The vast majority of Africa’s 300 million subsistence farmers find crop insurance, a basic farming financial tool, impossible to get. But a new coalition of insurers and crypto firms are planning to use decentralized finance and blockchain technology to change that.

Along the way, they’re going to make use of blockchain technology to automate payouts without the need for an adjuster — or even waiting for a claim to be filed.

The brainchild of InsurTech firm Lemonade’s nonprofit foundation, the project seeks to build an at-cost insurance offering that provides critical protection from flooding, droughts and other weather-related disasters to farmers too poor to make crop insurance a viable product, the foundation said in a March 22 release.

The majority of Africa’s 300 million smallholder farmers “face real climate risks to their livelihoods, as traditional, indemnity-based insurance is often unaffordable or unavailable to them,” said Rose Goslinga, co-founder of Pula, a Kenyan InsurTech targeting smallholder farmers throughout Africa and Asia. “An on-chain solution that can be immediately impactful at scale will allow farmers to finally get financially protected against the increasingly frequent risks such as drought.”

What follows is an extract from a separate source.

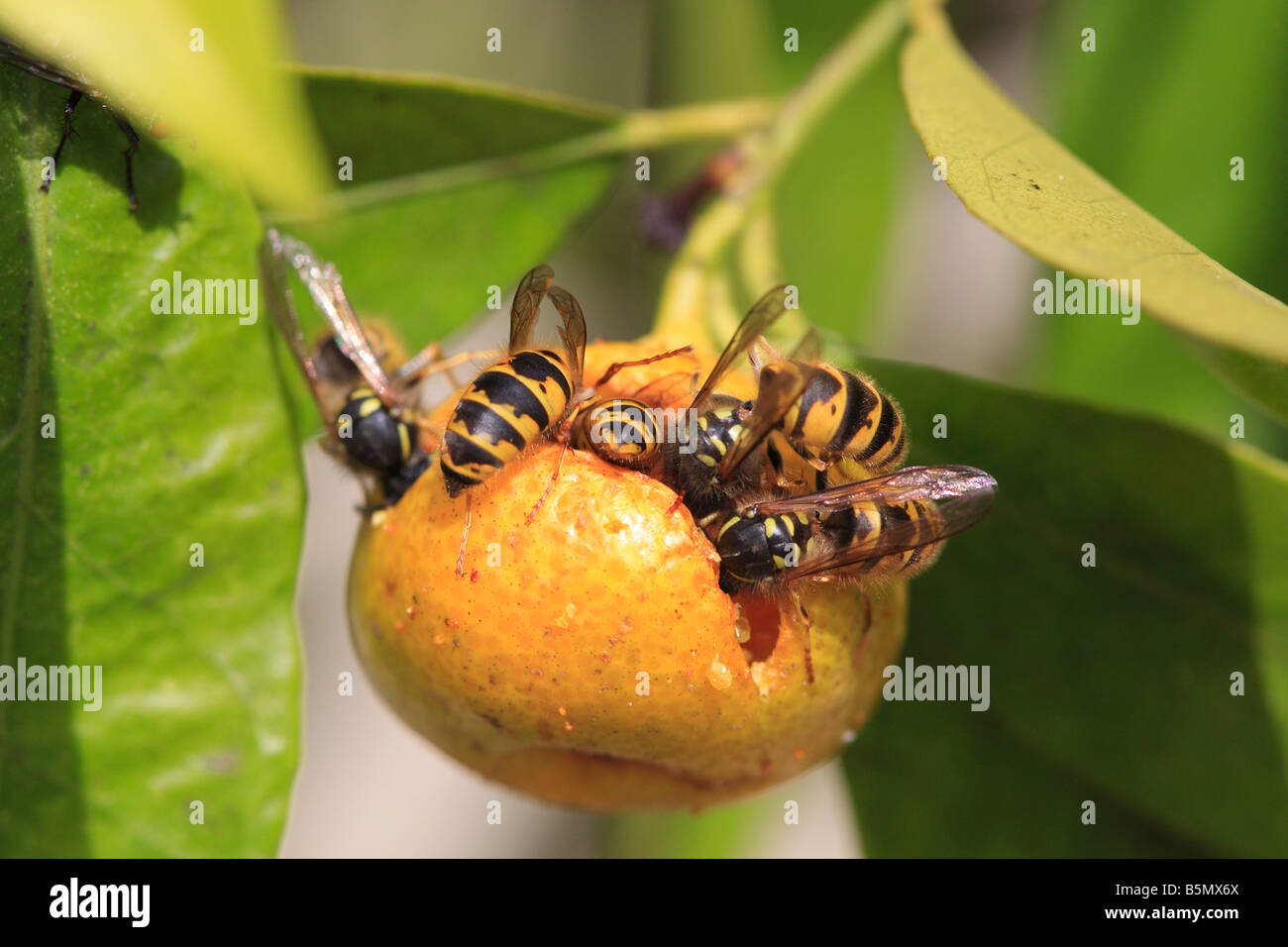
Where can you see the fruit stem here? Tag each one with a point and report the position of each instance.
(767, 155)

The insurance and blockchain industries have been booting around the project’s core mechanism of payout without processing for years, but no one has acted on in a big way.

PYMNTS noted in December, for instance, it could be used in the U.S. for crop insurance like paying an orange farmer when the weather drops below freezing when it would damage crops, or automating the payment between two auto insurers, and then to the insured driver, once fault has been established in an accident.

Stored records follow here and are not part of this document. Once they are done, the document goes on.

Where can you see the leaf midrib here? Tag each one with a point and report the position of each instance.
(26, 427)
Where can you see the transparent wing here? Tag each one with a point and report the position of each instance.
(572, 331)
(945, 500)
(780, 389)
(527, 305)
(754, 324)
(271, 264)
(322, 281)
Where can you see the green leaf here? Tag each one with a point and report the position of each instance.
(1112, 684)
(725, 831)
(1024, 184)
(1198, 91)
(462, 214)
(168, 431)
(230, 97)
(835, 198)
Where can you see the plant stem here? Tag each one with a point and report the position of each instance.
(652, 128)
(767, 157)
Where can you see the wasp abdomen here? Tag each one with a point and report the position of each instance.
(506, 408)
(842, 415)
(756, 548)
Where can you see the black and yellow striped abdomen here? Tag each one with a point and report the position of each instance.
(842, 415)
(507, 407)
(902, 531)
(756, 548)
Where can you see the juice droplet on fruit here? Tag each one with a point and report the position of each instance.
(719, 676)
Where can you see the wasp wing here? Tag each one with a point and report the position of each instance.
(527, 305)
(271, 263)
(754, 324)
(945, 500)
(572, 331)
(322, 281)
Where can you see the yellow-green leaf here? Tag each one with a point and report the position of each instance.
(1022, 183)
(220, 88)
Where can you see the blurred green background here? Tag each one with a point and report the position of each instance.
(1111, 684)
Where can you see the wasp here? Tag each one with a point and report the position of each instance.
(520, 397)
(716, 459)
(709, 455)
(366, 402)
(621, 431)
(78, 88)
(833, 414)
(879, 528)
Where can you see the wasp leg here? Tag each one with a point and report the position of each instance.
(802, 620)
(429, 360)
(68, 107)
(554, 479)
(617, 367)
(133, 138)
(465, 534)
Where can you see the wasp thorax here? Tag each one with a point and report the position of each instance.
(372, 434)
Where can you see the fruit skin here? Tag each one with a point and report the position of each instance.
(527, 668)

See also: Smart Contracts Get Weather-Savvy With AccuWeather on the Blockchain

DeFi-ing Tradition

The Lemonade Crypto Climate Coalition is building a decentralized autonomous organization (DAO) that will manage the blockchain project via smart contract without human control needed. It will oversee signing up clients, collecting premiums and — using an “oracle” that keeps tabs on satellite-gathered weather data — even automating claims payouts in the wake of a disaster.

Built on the DeFi-friendly Avalanche blockchain, the project will tap DAOstack for managing the smart contracts and Chainlink, a leading oracle services network.

Read more: PYMNTS Blockchain Series: What is Avalanche?

While funding by the Lemonade Foundation will backstop the insurance initially, cryptocurrency investors will be able to invest via a DAO governance token and stake capital in the project’s liquidity pool, potentially earning a share of the premiums. That, the foundation said, will help cut the cost of capital and reinsurance, lowering the smallholder premiums.

Insurers include Hannover Re, the third-largest reinsurer in the world with annual premiums of $30 billion; and Ethersic, an open-source, decentralized protocol aimed at blockchain developers building insurance projects including flight delay, crop and hurricane coverage.

Read also: PYMNTS DeFi Series: What is Staking?

The Lemonade Crypto Climate Coalition plans to begin rolling out products within one year.

Information drought

Aside from funding, the two biggest challenges are accurately quantifying weather risks and automating the claims process, Lemonade said.

The first problem is that in many parts of Africa, not only are the climate events often severe — the amount of weather data available is poor, with far too few ground-based weather monitoring stations.

The actual weather data will be provided by weather oracle Tomorrow.io, a weather and climate security platform with clients including Uber, Delta and Ford, as well as its Tomorrow Now foundation focused on poor communities. It plans to launch an array of weather radar satellites to provide the raw data used for payouts.

By accurately measuring “the amount of rain, or lack thereof, in an insured field of crops, smart contracts will trigger flood or drought claims automatically, paying farmers without them ever needing to file a claim,” Lemonade said. “The use of autonomous smart contracts and highly accurate weather feeds bring the cost of handling claims down to zero.”